Kasus Video Porno Berseragam PNS di Purwakarta Mulai Disidangkan

Meja Hijau

Kamis, 12 Desember 2019 | 18:55 WIB

191212185222-kasus.jpg

dok

ilustrasi

KASUS penyeraban video porno yang pemerannya mengenakan seragam PNS di Purwakarta, mulai disidangkan di Pengadilan Negeri (PN) Bandung, Kamis (12/12/2019). Terdakwa RIA didakwa melanggar pasal 45 ayat (1) Jo Pasal 27 ayat (1) UU RI No 11 Tahun 2008 tentang ITE.

Terdakwa RI terancam hukuman maksimal 6 tahun penjara. Hal itu terungkap dalam persidangan yang dipimpin Ketua Majelis Hakim Suwanto. Sidang beragendakan pembacaan dakwaan dan berlangsung secara tertutup.

Dalam dakwaanya, JPU Kejati Jabar Cucu menyebutkan, terdakwa dengan sengaja dan tanpa hak mendistribusikan atau mentransmisikan atau membuat dapat diaksesnya informasi elektronik atau dokumen elektronik yang memiliki muatan yang melanggar kesusilaan.

"Perbuatan itu dilakukan terdakwa sekitar Agustus 2019  pukul 20.00 WIB bertempat di Gang Saledri RW 02, RT 10,  Sindangkasih Purwakarta," ungkap JPU.

Ditambahkan JPU, perbuatan terdakwa terungkap pada 14 September 2019 saat saksi Ricky Adityansay dan Revi Ahman Kuswandi melakukan patroli cyber di media sosial.

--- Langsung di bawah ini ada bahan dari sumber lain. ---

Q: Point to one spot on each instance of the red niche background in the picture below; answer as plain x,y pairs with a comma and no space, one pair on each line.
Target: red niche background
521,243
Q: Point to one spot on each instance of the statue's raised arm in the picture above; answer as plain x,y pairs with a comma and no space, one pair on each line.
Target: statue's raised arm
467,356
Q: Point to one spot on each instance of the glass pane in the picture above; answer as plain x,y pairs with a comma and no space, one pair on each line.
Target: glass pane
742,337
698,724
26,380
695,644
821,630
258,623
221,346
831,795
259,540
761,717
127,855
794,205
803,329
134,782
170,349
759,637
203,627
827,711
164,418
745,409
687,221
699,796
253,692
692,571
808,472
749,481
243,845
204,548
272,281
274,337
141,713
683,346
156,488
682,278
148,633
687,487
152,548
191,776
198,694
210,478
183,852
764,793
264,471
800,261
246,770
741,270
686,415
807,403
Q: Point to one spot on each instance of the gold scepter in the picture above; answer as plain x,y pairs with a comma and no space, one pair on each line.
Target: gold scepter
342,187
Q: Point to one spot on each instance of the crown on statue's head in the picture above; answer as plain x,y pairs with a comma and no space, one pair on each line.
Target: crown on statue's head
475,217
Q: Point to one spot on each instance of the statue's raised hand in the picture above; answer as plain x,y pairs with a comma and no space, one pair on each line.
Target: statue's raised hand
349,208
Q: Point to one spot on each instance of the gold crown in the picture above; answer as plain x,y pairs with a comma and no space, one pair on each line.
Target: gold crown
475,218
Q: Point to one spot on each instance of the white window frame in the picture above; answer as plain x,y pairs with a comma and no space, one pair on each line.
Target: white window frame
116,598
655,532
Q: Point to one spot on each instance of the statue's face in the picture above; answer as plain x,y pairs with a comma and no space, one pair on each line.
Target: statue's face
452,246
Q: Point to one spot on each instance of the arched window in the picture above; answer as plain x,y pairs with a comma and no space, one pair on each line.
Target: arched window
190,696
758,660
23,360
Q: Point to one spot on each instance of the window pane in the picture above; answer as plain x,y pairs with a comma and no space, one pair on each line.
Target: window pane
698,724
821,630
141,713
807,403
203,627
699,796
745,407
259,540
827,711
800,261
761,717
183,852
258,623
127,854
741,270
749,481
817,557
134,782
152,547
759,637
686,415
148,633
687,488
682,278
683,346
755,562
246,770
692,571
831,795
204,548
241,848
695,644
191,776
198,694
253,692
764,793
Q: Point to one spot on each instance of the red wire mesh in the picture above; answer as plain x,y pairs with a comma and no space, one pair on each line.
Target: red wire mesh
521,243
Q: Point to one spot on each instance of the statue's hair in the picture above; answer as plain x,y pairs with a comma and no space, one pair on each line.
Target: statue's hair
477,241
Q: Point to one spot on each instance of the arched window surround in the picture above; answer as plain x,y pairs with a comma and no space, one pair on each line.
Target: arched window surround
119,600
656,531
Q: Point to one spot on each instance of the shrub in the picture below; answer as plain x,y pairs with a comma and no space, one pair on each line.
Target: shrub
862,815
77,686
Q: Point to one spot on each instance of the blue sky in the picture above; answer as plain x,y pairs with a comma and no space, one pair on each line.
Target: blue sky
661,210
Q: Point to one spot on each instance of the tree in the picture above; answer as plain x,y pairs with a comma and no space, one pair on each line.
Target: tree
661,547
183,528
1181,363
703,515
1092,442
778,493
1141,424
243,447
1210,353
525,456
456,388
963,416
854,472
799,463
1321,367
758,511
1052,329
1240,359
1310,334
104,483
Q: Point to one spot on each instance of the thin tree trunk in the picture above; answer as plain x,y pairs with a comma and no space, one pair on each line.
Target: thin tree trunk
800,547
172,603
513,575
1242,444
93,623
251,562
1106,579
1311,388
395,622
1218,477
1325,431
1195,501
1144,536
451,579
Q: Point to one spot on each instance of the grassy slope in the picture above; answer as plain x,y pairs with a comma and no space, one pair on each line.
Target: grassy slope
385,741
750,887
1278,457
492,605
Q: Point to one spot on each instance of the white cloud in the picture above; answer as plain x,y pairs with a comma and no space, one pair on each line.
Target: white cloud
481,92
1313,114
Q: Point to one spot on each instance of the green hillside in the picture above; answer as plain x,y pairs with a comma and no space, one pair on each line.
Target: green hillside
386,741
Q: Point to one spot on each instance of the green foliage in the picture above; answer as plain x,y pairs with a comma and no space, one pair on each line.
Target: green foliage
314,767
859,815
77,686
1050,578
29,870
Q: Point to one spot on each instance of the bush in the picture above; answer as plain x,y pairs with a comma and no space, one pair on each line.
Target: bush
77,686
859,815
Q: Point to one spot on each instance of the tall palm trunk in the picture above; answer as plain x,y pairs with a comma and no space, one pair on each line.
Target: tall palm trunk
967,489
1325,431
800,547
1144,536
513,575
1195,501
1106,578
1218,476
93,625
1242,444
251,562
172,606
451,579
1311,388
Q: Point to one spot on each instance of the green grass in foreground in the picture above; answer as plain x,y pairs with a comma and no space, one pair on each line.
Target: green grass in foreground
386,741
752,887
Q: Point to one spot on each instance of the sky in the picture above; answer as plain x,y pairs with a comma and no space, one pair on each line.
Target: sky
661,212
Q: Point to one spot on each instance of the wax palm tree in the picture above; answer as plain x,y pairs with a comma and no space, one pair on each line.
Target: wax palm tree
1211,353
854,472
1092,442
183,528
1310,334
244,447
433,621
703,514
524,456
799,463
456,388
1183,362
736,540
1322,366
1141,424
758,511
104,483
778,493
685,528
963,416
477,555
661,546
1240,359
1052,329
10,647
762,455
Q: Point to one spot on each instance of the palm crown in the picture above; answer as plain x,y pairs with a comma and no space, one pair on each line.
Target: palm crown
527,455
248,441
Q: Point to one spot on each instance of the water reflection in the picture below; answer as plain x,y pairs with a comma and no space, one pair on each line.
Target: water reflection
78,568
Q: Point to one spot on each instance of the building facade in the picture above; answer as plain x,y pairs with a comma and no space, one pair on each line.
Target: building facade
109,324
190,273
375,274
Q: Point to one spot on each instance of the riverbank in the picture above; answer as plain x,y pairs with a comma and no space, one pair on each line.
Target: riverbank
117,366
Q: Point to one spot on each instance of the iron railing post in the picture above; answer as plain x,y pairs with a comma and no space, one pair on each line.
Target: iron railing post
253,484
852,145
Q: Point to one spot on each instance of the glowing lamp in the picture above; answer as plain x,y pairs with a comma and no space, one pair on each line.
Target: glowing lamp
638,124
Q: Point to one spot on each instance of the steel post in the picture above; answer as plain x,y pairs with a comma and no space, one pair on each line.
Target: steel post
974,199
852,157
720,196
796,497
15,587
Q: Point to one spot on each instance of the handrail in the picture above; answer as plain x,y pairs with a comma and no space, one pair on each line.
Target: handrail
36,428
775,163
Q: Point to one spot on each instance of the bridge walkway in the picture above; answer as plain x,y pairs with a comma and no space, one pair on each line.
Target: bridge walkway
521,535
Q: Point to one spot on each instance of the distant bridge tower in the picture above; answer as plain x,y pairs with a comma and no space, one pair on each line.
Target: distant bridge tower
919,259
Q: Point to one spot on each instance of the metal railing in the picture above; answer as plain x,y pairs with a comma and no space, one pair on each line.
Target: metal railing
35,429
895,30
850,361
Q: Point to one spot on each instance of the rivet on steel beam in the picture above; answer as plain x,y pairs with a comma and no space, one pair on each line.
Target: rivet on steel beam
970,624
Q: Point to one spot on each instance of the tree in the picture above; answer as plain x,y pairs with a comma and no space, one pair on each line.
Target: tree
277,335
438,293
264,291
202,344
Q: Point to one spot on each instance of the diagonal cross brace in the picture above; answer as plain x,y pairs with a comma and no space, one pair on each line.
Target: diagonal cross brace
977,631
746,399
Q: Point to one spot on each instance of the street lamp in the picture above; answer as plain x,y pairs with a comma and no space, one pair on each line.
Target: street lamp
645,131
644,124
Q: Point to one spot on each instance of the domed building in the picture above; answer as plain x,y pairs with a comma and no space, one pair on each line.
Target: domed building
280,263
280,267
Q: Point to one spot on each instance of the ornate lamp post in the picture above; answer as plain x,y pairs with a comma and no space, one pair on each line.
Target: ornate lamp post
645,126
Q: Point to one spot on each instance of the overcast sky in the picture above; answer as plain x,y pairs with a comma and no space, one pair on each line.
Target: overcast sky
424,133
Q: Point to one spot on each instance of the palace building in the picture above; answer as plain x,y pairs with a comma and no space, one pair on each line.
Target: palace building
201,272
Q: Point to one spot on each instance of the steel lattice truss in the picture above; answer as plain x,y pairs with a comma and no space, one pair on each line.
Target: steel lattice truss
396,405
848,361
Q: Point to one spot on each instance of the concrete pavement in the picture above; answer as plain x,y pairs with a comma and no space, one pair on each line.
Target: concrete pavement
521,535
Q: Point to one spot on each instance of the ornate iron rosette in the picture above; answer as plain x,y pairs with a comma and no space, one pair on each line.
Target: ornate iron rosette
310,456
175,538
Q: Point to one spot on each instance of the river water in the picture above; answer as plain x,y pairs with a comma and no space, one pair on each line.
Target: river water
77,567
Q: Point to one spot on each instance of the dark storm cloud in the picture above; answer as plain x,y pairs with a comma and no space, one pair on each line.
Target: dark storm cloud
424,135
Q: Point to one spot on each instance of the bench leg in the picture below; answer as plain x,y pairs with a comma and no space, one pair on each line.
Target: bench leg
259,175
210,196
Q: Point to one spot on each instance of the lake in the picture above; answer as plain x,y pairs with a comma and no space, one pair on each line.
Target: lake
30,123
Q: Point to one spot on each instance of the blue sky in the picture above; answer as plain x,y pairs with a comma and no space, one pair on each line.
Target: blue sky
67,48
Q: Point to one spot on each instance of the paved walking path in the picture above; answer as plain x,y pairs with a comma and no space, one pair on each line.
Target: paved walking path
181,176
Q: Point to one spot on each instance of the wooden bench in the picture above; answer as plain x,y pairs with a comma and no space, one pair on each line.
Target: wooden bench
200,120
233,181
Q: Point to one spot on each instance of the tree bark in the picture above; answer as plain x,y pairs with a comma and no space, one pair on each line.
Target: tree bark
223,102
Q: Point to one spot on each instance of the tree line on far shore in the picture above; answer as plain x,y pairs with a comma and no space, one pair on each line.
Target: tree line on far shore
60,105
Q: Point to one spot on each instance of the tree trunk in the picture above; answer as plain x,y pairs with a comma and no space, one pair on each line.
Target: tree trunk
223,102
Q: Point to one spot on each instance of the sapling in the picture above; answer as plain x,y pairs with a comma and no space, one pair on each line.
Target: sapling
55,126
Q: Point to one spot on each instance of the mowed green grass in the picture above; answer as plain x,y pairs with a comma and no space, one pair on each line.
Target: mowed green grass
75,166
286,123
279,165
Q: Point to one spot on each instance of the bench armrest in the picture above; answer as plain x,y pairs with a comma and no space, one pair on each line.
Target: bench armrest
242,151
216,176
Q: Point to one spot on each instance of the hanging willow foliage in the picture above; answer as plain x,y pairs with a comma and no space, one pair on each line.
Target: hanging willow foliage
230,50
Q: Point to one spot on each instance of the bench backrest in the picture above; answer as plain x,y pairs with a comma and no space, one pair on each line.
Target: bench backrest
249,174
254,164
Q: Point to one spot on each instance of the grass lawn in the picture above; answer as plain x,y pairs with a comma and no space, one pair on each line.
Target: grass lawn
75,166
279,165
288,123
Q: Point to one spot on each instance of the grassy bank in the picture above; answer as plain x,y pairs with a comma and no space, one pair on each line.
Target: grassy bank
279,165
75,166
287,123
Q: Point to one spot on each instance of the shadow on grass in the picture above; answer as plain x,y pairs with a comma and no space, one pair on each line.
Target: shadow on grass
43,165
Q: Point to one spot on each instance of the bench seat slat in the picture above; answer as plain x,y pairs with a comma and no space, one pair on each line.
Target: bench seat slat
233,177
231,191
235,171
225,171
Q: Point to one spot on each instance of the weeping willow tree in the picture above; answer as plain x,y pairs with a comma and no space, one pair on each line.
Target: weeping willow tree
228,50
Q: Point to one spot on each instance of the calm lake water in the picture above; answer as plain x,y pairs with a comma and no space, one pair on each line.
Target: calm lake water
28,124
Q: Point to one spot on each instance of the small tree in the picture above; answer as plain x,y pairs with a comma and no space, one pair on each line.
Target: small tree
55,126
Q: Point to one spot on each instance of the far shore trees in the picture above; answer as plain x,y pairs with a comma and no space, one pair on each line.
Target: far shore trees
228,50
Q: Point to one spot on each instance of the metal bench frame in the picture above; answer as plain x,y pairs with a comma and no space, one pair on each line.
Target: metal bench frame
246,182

Keduanya menemukan akun Twitter yang memuat video yang memiliki muatan keasusilaan dengan judul "Ritual Sehabis Dijemput". Video memuat hubungan suami istri dalam kendaraan roda empat dengan memakai seragam PNS.

Setelah ditelusuri, video itu ternyata sudah menyebar di sejumlah akun Twitter, bahkan sempat viral. Saksi Ricky dan Revi melakukan penelusuran profiling dan hasilnya ditemukan pemeran perempuan berinisial RJ, salah satu guru honorer RJ di salah satu sekolah swasta di Purwakarta.

"Kemudian kedua saksi melakukan penyelidikan dan penyidikan, dan diketahui jika adegan tersebut dilakukan RJ bareng dengan terdakwa," jelas JPU.

Dari hasil penyidikan diketahui jika adegan tersebut direkam oleh terdakwa dan disimpan dalam ponselnya kemudian dipindahkan ke googledrive. Kemudian sekitar Agustus 2019 terdakwa masuk ke akun Facebooknya dan mencari grup kumpulan video porno.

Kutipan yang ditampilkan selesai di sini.